Nonetheless, in other areas, the machine could not pick some discernible faults that are present on the seismic amplitude volume (figure 4B, C, D), leaving us with questions about the accuracy of the algorithms when picking these highly complex networks of faults. Moreover, looking back at figure 4A, the seismic amplitude volume, we notice that there are various faults with similar dips spread throughout the vertical line that the other algorithms do not seem to catch at all (figure 4 B, C). The only algorithm closer to representing what we observe on the amplitude volume is CNN skeletonization (figure 4D).
If we evaluate figure 5, we have a vertical seismic amplitude cross-section with the equivalent segments of the other algorithms against the location of faults interpreted by the user. The user interpreted the faults only by using the amplitude volume and indicating the discontinued reflectors and changes in the dip as faults (figure 5A). Figure 5B shows a CNN fault prediction vertical line against two manually picked faults. As we notice, in figure 5B, the southwestern fault is relatively close to the location and dip that the machine predicted. That is to say, it is a good pick. However, the northeastern fault is a bad pick because the manually picked fault does not have a close location and dip as the fault interpreted by CNN fault prediction. The algorithm shows that the wrongly predicted fault location has a complete opposite dip compared to the user-interpreted fault on the seismic amplitude volume, or it is not even close.

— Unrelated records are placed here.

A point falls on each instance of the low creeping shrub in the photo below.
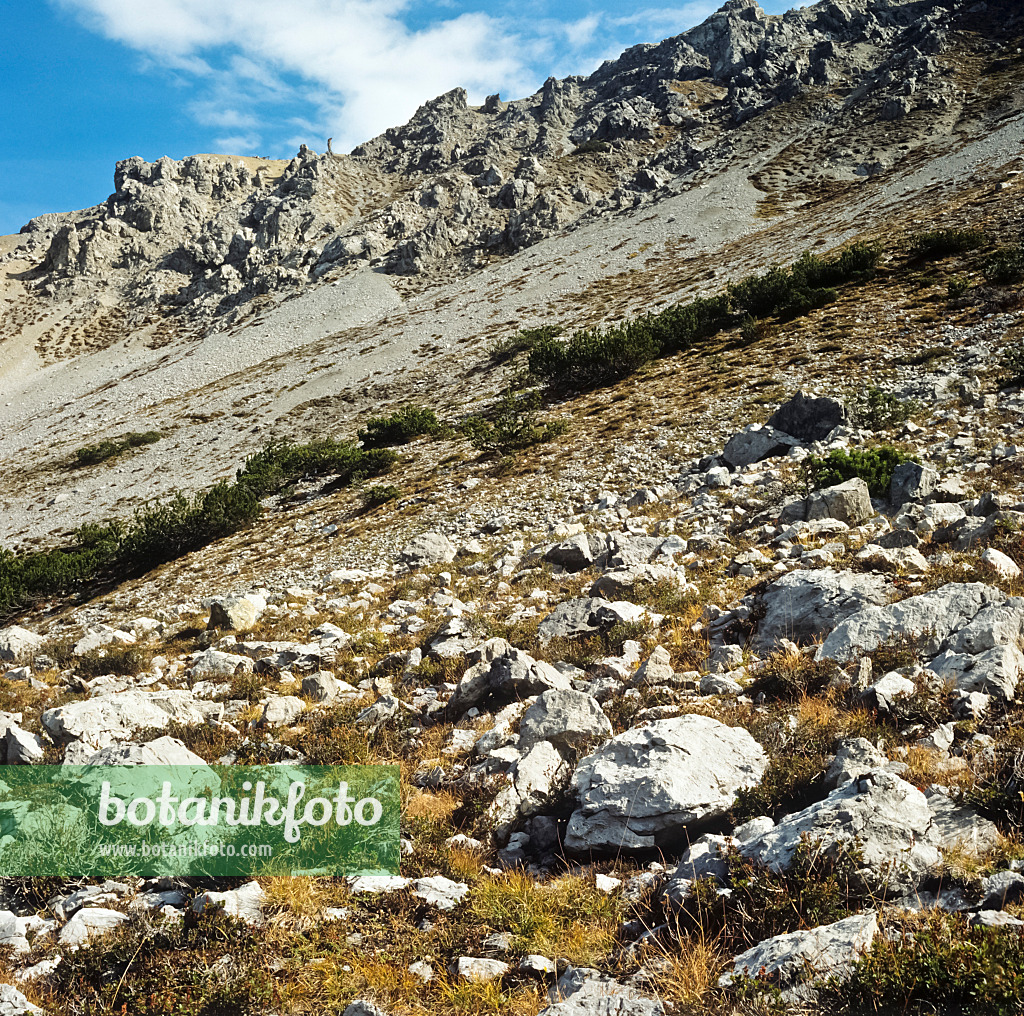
(877, 409)
(598, 355)
(400, 427)
(524, 340)
(162, 532)
(936, 244)
(1006, 266)
(873, 465)
(936, 964)
(512, 426)
(282, 463)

We have CNN fault enhancement volume on the next cross-section against the same previous manually picked faults (figure 5C). As shown in figure 5C, the northeastern fault once more does not correspond to the location and dip of the fault interpreted by the machine. Hence, it is a terrible pick. The last volume generated by using a convolutional neural network is fault skeletonization (figure 5D). Fault skeletonization uses the CNN fault prediction and fault enhancement volume plus fault dip magnitude and dip azimuth to generate a sharper volume that picks on every discontinuous structure and unconformities (figure 3).

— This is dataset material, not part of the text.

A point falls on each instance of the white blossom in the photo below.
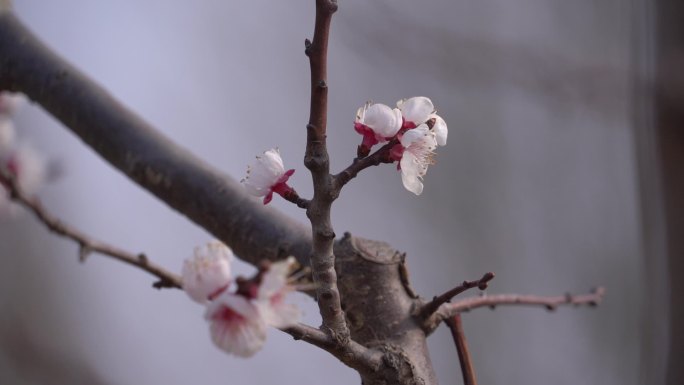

Nonetheless, the algorithm fails to characterize the same northeastern fault that the interpreter manually picked. Moreover, if we look closely at the seismic amplitude volume, there are many identifiable faults that an interpreter will pick due to the discontinuous reflectors and changes in dip (figure 5A). However, upon observing the equivalent vertical section for all the other algorithms. We notice that none of the algorithms pick on these faults (figure 5B, C, D). Is it because they are too small for the machine to see them? Or because the algorithm only picks on the most prominent faults? Or is it due to the difference in the training data used in comparison to these types of faults that we want to pick?
Excellent Tool, With Limitations
Machine learning is an excellent tool that saves time, speeds up lengthy processes and facilitates interpretations, but like every other suitable tool, it comes with its limitations. That is why it should be a common practice always to scroll, perform quality control throughout the data, and make sure the algorithm worked correctly and represents reasonable results that match your intuition or interpretation before using it for final purposes. While we believe that machine learning is a potential tool that can be used for different purposes, it will not completely replace the in-context geologic knowledge and interpretations made by experts in the area of interest.